Nganjuk – Sulitnya mendapatkan izin untuk menggelar pertunjukan Jaranan membuat resah para pelaku seni tradisional dan pedagang kaki lima (PKL) di Kabupaten Nganjuk. Kondisi ini mendorong mereka menyampaikan langsung keluhan dalam rapat bersama DPRD, Polres, dan sejumlah dinas terkait. (21/7/2025)
Rapat kerja yang berlangsung hangat itu menghadirkan Komisi II dan IV DPRD Nganjuk, Polres Nganjuk, Dinas Pemuda Olahraga Kebudayaan dan Pariwisata (Disporabudpar), Bappeda, serta perwakilan Paguyuban Jaranan Nganjuk (Pajang), PKL, dan LSM Mapak.
Dalam forum itu, Ketua Pajang, Sugiono, menyuarakan keresahan anggotanya yang tersebar di berbagai kecamatan. Menurutnya, proses perizinan hiburan rakyat kini semakin rumit dan mahal.
> “Dulu cukup dari Polsek, sekarang harus sampai ke Polres. Itu artinya, ada tambahan biaya dan waktu yang harus kami tanggung,” jelas Sugiono.
Tak hanya soal izin, Sugiono juga menyoroti tingginya biaya pengamanan yang diwajibkan pihak kepolisian untuk setiap acara. Jika panitia tidak sanggup membayar, maka pentas pun terpaksa dibatalkan.
> “Kami paham pentingnya keamanan. Tapi kalau jumlah personel terlalu banyak, biayanya memberatkan panitia. Ini sering dikeluhkan para penanggap,” katanya lagi.
Kondisi ini juga berdampak langsung pada PKL yang biasanya menggantungkan penghasilan dari keramaian acara hiburan. Tanpa izin, tidak ada acara. Tanpa acara, tak ada keramaian.

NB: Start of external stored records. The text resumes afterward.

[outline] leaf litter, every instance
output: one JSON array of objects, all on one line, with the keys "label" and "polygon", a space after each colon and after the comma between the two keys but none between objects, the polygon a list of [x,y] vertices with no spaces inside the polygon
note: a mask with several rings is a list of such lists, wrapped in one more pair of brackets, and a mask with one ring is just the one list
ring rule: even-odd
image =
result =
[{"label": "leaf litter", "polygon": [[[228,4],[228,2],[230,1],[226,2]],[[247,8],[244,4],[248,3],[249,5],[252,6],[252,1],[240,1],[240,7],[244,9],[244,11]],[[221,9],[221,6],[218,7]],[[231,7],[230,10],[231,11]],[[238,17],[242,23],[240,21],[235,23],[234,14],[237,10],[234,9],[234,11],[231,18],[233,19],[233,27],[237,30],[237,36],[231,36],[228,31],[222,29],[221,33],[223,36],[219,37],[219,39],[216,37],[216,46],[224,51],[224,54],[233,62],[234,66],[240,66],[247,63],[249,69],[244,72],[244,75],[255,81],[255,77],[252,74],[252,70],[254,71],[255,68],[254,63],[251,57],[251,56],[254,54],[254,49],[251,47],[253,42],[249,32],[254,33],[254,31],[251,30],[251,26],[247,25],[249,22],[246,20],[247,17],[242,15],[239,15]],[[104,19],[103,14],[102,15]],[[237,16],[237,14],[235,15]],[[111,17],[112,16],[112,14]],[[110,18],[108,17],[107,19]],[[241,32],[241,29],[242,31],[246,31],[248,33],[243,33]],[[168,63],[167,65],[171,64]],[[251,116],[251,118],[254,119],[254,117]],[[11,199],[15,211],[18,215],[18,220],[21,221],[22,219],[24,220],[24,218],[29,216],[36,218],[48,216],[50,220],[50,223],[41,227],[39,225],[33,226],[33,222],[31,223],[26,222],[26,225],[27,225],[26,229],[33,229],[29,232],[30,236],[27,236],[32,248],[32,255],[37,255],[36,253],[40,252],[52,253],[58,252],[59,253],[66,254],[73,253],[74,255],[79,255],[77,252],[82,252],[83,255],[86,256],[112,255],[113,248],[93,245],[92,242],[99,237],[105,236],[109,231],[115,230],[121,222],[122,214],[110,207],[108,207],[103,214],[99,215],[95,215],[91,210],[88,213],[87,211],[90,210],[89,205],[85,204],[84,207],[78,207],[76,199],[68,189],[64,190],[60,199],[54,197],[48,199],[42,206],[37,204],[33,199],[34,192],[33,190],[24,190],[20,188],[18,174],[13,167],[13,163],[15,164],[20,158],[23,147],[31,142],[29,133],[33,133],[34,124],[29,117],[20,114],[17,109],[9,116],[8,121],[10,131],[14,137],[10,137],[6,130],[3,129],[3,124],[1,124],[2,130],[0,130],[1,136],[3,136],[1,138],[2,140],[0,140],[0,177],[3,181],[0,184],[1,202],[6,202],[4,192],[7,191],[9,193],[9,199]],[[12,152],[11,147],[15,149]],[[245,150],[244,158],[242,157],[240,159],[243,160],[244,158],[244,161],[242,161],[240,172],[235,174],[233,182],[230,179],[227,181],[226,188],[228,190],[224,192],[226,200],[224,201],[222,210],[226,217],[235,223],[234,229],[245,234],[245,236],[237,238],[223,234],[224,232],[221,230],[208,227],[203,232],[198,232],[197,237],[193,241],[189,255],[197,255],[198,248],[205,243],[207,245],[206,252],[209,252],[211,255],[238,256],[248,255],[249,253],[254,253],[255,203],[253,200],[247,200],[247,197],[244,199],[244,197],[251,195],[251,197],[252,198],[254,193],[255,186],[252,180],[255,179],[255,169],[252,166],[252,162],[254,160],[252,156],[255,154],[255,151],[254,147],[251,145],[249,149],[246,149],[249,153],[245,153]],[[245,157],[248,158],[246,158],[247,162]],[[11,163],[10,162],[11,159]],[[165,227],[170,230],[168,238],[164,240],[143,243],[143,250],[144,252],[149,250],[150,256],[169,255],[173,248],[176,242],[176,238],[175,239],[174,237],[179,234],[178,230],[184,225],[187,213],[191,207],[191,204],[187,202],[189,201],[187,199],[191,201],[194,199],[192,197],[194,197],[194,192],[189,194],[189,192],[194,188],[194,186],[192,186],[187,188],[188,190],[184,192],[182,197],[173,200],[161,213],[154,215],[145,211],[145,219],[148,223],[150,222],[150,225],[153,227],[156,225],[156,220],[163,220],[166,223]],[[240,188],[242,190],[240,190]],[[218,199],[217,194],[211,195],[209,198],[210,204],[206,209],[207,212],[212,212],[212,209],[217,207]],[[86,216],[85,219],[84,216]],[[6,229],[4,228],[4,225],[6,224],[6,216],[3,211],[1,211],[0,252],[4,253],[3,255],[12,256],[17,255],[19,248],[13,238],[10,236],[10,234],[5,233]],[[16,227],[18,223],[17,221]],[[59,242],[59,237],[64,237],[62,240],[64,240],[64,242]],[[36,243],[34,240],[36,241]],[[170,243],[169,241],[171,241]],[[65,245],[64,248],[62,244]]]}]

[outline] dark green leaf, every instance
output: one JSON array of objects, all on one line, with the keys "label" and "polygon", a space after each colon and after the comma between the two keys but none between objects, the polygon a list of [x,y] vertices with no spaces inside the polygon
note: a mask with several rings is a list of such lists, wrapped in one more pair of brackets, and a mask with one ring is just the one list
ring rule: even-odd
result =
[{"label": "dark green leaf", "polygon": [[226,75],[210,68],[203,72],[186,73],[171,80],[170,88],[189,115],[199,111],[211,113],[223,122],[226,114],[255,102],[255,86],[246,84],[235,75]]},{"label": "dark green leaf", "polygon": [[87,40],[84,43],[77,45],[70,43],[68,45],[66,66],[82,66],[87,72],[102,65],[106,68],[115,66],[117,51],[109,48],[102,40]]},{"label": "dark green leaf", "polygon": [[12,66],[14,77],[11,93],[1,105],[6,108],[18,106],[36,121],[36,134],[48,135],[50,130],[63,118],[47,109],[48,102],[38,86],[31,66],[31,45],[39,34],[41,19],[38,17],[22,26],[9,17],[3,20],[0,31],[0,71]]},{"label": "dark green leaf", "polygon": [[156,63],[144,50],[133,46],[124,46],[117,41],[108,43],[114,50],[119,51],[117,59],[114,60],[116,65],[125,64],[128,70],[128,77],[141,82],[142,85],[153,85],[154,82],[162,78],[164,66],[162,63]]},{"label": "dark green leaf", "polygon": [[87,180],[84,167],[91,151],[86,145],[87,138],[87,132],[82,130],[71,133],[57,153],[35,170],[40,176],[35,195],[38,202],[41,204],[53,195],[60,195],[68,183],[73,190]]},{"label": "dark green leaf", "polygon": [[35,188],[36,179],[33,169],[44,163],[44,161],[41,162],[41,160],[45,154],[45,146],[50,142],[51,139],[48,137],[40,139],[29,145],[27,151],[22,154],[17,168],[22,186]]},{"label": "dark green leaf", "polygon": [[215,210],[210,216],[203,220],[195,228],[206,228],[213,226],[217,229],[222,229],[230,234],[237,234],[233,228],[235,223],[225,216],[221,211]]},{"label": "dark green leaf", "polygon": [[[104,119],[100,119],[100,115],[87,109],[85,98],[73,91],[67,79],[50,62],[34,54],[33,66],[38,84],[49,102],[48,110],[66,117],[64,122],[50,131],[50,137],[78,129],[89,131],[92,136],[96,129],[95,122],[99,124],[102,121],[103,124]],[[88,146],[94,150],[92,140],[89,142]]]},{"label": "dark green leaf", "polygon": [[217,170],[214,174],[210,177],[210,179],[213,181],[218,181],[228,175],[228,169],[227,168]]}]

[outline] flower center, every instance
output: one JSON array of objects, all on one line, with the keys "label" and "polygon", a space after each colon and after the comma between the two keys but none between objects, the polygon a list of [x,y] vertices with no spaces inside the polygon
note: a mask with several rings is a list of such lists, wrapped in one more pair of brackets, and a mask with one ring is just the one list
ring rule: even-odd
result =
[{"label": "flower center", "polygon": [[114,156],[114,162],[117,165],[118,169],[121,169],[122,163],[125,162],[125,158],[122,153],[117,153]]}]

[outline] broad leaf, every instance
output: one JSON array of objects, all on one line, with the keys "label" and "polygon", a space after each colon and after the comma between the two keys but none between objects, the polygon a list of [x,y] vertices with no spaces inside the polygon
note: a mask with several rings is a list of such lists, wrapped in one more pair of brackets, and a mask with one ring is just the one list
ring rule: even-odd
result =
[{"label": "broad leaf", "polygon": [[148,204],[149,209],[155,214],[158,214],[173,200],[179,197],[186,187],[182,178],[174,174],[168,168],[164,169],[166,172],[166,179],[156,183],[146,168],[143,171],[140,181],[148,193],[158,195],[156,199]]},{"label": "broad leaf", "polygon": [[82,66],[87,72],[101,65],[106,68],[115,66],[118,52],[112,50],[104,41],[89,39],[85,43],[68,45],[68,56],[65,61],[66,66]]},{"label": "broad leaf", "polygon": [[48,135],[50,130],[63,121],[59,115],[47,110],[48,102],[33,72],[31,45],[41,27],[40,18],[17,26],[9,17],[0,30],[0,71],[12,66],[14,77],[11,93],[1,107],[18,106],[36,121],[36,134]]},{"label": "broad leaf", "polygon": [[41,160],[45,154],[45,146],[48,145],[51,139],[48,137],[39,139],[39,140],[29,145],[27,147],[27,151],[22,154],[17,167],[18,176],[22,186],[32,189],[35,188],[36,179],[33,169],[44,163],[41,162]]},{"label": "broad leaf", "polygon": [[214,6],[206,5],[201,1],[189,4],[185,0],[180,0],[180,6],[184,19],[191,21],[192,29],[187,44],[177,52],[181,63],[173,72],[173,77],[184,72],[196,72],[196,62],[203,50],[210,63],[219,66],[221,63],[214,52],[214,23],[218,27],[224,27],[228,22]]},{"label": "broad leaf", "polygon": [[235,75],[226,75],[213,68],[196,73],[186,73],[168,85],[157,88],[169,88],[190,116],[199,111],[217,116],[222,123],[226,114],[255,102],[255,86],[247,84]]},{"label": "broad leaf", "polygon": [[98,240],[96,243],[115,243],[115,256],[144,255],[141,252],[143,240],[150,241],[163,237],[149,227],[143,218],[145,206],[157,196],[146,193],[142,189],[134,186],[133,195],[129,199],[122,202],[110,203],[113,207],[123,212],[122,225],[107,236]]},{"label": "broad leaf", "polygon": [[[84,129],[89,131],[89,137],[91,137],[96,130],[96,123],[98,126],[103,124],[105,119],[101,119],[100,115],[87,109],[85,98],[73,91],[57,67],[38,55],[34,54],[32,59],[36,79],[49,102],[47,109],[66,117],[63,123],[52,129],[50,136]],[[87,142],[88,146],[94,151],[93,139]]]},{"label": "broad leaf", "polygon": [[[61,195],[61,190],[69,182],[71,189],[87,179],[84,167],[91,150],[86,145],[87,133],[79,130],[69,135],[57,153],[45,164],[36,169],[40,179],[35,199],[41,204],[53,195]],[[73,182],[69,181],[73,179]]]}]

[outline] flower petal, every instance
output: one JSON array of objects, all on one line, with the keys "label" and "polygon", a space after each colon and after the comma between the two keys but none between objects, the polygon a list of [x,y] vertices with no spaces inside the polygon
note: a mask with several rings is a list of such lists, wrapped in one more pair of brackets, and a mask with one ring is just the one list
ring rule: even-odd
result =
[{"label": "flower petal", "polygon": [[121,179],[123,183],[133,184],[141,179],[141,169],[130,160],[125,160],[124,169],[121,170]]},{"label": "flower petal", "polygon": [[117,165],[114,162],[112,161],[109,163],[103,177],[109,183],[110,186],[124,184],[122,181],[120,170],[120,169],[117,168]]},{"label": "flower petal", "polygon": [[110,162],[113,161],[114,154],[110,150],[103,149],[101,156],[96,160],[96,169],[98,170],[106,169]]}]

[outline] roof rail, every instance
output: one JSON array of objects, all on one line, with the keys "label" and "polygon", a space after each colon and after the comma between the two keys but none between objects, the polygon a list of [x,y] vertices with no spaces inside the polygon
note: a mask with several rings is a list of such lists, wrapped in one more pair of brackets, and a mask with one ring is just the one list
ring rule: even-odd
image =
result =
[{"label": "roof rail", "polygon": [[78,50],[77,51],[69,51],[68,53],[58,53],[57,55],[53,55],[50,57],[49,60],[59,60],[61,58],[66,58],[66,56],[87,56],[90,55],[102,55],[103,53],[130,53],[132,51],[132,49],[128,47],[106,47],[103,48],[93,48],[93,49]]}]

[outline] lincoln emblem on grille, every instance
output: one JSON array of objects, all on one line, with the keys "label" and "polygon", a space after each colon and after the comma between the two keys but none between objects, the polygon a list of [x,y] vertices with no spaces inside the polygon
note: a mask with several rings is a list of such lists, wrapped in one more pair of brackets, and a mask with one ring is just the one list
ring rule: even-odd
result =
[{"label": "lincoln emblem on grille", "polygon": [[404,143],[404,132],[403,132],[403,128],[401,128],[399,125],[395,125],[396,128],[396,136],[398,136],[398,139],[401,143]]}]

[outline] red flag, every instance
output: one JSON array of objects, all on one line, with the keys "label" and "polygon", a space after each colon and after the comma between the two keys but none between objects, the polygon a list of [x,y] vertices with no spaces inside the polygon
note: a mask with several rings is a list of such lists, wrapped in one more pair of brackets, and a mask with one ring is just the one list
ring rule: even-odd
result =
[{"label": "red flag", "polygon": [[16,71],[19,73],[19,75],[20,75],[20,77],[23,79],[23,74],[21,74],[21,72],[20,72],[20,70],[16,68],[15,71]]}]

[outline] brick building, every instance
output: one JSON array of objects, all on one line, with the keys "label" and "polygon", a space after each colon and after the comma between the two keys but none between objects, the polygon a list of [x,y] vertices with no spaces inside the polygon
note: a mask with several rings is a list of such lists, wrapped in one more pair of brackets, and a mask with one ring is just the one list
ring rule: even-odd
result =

Melalui rapat ini, para pelaku seni dan PKL berharap pemerintah daerah bersama aparat keamanan bisa menciptakan kebijakan perizinan yang lebih sederhana, transparan, dan terjangkau.
> “Kami hanya ingin tetap bisa berkesenian dan mencari nafkah tanpa harus terbebani biaya tinggi dan proses yang berbelit,” tutup Sugiono.
Pihak DPRD dan instansi terkait pun berjanji akan menampung aspirasi ini dan mencari solusi terbaik, agar kesenian tradisional tetap lestari dan masyarakat kecil tetap bisa bertahan hidup.